Blog von Klaus Nadizar

Es hat nicht sollen sein [1]

BMW Golf Cup International: Österreich fliegt krankheitsbedingt aus der Teamwertung; Elfriede Grabner landet auf Platz 7 als beste Europäerin und Monty schaut samt Ryder Cup-Häferl in Phuket vorbei.

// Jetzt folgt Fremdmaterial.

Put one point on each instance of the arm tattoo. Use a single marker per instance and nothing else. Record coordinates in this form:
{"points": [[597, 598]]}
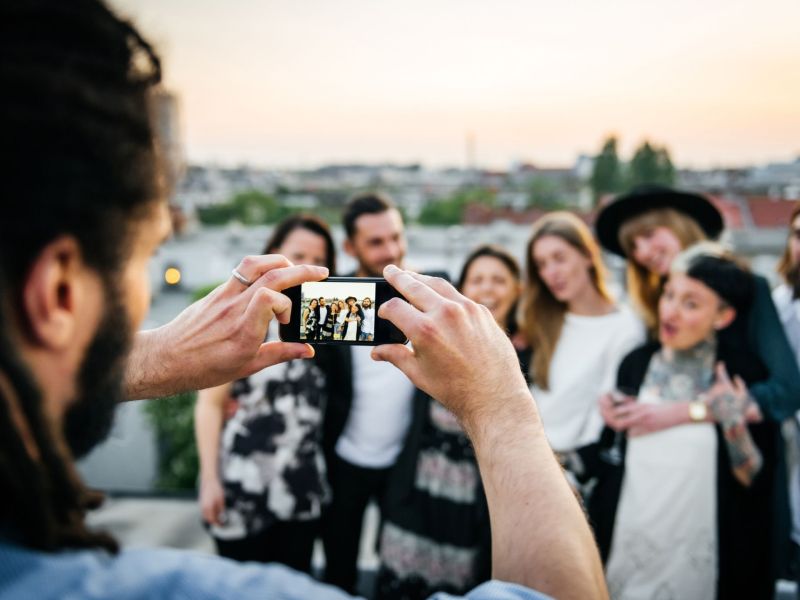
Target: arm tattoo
{"points": [[745, 457], [728, 409]]}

Mit einem Tag Verspätung gibt’s nun alles zum Schlusstag des BMW Golf Cup International: Der Computer wollte nicht ganz nach Plan – die Stromversorgung blieb auf der Strecke – und auch der gesundheitliche Zustand von Günter Wedl, der nach 3 Loch am Finaltag aufgibt, was Österreich aus der Teamwertung wirft. Immerhin: Elfriede Grabner landet auf Platz 7 – als beste Europäerin! – Günther Priestner steigert sich auf 30 Punkte und Monty schaut samt Ryder Cup-Häferl in Phuket vorbei.

Das mit dem Angriff aus der zweiten Reihe war so lange ein guter Plan, als der Angriff auf Günter Wedls Gesundheit noch nicht stattfand…

Der musste nämlich am Finaltag schon nach 3 Loch aufgeben: Herzprobleme! Kein Wunder in der schwülen Hitze von Phuket. Aber am Abend, nach ein paar Pulverln, war wieder alles im grünen Bereich. Zum Glück.

Pech andererseits, dass die zwei verbliebenen Teammitglieder tapfer kämpften, gute 30 (Priestner) und 31 Punkte (Grabner) ins Clubhaus brachten, alle Mühen für das Team aber vergeblich waren: Österreich fällt aus der Nationenwertung.

Diese holt sich relativ klar Malaysia mit 5 Punkten Vorsprung auf Hongkong und 9 auf Taiwan. Die Plätze 1 bis 5 gingen allesamt an Teams aus Asien…

Clinic & Ryder Cup
Am Nachmittag gab’s dann als gelungenen finalen Show-Act eine 4-Loch-Clinic mit Colin Montgomerie, der mit dem echten Ryder Cup im Handgepäck anreiste und damit halb Heathrow lahmlegte. Monty: „Jeder wollte das Häferl angreifen, oder ein Foto machen, nachdem es aus der Box rausgenommen wurde, um durch den Dedektor zu rollen.“

Am Abend gab’s dann noch für ale Teams ein Foto mit Monty und dem Häferl als Erinnerung fürs Nachtkasterl oder das Poesie-Album – und auch hier gabs einen Stau.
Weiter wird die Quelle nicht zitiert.